What are earnings? Definition and meaning
The term earnings refers to the amount of profit produced by a company during a specific period (typically in quarters). It consists of revenues minus operating expenses, cost of sales, and taxes over a specified period.
It is one of the main components for calculating the price per share.
When earnings do not meet estimates made by analysts, the company’s stock price will usually decrease. On the other hand, when earnings beat estimates, the share price will probably rise.
Earnings results help investors evaluate whether or not a business can achieve successful long term profitability.
In some cases, low or negative earnings do not necessarily point to a bad stock. For example, a young company may report negative earnings as it attempts to grow rapidly enough to capture a new market. Investors accept this initial situation, because if the business achieves its aim it will eventually become much more profitable.
Earnings may sometimes be expressed as:
– EBIT, which stands for earnings before interest and taxes
– EBITDA, which stands for earnings before, taxes, depreciation and amortization. Analysts use EBITDA to analyze and compare profitability between companies and industries, given that it eliminates the effects of accounting decisions and financing.

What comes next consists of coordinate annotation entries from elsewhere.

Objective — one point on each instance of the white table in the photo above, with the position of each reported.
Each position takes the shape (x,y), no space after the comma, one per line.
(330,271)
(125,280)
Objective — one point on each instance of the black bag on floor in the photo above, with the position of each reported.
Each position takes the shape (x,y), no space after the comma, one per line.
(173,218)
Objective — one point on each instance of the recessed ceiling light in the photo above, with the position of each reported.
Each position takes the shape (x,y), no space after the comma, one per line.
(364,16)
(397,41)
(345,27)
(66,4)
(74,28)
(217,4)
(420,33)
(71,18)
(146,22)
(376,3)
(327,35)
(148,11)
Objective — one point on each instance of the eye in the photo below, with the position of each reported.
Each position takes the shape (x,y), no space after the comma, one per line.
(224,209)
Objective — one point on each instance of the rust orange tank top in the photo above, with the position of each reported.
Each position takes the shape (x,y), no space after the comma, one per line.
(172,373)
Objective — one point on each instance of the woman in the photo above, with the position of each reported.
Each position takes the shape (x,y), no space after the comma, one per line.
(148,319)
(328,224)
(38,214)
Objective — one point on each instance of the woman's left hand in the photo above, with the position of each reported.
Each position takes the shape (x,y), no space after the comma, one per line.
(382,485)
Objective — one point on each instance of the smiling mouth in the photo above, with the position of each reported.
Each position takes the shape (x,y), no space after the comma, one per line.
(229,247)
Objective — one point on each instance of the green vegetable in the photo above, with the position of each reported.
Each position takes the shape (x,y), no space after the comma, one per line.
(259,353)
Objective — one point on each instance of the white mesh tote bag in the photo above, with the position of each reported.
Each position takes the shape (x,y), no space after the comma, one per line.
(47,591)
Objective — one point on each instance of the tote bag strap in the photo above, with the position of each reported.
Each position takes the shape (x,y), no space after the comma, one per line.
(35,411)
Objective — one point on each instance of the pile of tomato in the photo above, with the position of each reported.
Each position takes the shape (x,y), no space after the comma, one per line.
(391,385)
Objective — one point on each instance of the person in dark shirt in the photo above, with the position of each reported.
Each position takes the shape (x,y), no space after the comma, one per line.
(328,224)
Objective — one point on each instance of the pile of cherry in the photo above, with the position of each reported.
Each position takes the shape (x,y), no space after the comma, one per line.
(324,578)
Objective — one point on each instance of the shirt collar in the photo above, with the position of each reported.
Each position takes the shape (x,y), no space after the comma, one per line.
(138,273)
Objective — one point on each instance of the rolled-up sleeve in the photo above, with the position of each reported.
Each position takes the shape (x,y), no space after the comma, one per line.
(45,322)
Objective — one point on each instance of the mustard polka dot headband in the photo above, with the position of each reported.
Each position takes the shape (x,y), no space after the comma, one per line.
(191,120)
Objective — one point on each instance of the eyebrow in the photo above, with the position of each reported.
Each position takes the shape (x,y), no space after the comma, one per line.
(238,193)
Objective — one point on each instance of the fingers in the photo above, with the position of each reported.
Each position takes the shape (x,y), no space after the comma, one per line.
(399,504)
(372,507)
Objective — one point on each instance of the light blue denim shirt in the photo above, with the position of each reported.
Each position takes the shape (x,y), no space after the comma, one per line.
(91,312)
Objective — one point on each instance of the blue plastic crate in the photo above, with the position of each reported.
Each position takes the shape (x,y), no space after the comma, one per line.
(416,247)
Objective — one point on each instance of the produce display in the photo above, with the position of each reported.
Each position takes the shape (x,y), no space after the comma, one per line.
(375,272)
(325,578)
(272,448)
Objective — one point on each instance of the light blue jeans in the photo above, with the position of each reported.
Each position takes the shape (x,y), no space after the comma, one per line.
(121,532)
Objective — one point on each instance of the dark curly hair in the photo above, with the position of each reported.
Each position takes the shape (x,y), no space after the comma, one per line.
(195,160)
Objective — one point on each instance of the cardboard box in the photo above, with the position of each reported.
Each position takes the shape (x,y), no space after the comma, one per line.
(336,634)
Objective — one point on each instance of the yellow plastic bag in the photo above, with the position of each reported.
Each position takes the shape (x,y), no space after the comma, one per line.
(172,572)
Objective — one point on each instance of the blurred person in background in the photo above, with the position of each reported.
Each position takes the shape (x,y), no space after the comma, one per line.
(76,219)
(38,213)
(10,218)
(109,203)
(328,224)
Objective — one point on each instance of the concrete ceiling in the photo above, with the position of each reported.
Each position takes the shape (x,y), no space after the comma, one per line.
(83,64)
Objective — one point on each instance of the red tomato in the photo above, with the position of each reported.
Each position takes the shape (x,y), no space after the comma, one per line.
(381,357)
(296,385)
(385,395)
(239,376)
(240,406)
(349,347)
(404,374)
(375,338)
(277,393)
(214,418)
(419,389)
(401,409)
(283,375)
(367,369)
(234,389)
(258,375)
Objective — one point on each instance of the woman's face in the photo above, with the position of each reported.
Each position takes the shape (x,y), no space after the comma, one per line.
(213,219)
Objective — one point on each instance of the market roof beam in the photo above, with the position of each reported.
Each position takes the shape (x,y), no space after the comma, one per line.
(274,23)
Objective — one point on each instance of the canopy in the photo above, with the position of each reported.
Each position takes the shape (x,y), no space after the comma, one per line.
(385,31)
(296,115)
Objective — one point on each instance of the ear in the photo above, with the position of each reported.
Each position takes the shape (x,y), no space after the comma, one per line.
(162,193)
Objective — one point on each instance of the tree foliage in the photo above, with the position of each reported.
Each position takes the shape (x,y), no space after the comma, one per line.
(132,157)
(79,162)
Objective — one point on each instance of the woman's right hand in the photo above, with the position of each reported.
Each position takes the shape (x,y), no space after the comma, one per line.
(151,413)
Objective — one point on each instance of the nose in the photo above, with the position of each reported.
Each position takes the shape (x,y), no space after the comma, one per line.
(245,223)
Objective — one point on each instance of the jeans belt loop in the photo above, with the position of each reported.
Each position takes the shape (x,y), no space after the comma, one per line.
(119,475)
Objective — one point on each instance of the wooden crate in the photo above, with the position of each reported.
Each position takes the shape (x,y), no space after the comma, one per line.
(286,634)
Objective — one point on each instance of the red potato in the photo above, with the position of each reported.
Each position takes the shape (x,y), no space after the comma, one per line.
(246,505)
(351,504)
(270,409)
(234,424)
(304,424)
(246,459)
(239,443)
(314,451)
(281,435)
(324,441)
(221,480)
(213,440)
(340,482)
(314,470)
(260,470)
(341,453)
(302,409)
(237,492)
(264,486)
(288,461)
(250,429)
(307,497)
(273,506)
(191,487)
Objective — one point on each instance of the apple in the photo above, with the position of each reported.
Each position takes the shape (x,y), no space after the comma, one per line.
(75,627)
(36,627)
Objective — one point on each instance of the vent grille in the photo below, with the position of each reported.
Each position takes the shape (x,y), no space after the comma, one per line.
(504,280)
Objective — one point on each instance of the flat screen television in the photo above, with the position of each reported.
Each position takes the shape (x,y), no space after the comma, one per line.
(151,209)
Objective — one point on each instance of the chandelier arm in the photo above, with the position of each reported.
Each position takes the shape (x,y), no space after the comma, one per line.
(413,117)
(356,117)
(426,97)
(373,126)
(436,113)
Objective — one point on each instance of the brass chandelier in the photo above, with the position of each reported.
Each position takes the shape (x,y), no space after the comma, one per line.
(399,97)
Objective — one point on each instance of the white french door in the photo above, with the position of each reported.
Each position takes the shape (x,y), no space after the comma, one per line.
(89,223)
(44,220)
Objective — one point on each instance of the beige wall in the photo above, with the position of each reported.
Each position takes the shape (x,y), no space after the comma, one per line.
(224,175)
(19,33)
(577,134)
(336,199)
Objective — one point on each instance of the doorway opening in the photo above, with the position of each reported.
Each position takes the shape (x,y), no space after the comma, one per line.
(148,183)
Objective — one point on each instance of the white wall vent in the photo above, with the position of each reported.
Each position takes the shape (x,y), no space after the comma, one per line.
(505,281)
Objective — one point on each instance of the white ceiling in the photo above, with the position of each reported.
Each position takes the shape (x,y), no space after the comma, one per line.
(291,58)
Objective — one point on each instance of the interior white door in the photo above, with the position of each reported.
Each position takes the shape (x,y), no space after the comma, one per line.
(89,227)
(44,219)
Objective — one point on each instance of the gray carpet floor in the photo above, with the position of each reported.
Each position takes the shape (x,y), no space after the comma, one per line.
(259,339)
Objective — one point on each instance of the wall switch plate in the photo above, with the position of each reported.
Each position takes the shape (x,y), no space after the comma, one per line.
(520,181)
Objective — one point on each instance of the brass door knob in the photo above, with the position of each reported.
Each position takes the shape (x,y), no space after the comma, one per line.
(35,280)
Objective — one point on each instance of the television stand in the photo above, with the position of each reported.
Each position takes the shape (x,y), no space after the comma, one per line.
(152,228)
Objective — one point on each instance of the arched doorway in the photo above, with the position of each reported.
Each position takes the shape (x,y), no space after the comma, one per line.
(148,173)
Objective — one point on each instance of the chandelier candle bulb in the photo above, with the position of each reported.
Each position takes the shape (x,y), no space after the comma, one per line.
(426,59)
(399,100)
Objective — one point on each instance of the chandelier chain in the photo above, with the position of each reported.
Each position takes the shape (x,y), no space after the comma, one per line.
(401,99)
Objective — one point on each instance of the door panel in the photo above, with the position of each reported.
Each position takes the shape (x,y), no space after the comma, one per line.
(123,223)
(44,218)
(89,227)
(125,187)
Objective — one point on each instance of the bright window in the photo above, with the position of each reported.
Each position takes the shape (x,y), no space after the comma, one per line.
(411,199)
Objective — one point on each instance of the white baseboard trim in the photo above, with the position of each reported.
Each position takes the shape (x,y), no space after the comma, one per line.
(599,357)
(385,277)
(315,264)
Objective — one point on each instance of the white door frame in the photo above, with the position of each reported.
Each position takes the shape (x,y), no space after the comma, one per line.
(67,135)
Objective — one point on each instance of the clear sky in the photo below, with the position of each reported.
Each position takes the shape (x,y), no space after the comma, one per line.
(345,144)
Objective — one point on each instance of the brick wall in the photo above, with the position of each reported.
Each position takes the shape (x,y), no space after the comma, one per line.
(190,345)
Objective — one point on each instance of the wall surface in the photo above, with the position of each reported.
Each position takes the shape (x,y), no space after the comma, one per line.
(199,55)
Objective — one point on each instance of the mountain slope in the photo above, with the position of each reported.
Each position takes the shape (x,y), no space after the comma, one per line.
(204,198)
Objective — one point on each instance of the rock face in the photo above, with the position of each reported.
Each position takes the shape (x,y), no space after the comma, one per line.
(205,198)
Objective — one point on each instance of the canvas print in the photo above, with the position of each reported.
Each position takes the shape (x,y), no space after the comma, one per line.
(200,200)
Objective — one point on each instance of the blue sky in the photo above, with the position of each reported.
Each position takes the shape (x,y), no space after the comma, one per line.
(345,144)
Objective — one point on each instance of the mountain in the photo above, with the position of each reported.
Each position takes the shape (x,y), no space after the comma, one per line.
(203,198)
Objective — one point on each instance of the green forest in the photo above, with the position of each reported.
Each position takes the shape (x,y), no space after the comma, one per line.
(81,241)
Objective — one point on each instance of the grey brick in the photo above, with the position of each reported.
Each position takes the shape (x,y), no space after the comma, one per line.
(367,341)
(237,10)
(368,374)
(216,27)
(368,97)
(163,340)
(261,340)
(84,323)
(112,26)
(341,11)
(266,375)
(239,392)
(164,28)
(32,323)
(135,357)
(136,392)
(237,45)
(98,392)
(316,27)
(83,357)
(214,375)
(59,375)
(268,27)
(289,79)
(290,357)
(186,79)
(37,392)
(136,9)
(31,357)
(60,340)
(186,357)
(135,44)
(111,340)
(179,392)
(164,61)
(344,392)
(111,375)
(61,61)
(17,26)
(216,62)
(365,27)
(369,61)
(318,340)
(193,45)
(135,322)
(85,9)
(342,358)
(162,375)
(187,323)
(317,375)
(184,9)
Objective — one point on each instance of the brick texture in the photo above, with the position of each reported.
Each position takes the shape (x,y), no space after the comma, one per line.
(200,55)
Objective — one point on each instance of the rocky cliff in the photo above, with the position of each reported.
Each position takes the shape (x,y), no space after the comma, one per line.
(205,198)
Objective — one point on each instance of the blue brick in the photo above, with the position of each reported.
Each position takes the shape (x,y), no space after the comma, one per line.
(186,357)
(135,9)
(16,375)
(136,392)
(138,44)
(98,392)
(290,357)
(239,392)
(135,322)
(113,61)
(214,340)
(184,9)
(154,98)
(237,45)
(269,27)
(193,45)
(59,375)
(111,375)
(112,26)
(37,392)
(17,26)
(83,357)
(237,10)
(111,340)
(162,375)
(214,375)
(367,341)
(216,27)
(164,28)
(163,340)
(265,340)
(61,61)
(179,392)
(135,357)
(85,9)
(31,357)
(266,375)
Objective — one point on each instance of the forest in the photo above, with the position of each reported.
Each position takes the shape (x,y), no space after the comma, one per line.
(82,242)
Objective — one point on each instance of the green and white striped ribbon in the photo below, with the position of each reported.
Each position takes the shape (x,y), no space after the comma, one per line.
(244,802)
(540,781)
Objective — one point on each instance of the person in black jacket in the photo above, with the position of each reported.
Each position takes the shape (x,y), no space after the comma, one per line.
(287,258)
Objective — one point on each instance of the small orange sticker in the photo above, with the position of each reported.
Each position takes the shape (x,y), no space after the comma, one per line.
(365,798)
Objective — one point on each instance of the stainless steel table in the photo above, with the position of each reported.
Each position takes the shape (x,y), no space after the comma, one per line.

– Earnings per share. This is the net profit divided by the total number of shares.
Earnings may also refer to the salary/wages of an employee.
Obsession with earnings
If a company’s management focuses too much on earnings, they could be contributing towards its eventual death.
Spending on research and development may reduce earnings, but it eventually brings new and exciting products. A growing number of experts today comment that the current obsession with trying to get maximum quarterly earnings undermines companies’ futures.
John Francis ‘Jack’ Welch, Jr., who was chairman and CEO of General Electric between 1981 and 2001, once said about earnings:
“Any jerk can have short-term earnings. You squeeze, squeeze, squeeze, and the company sinks five years later.”
John Maeda, a Japanese-American graphic designer, computer scientist, academic and author, said:
“Corporations today, by their razor sharp focus on the ‘bottom line’ and quarterly earnings, have lost their ability to innovate.”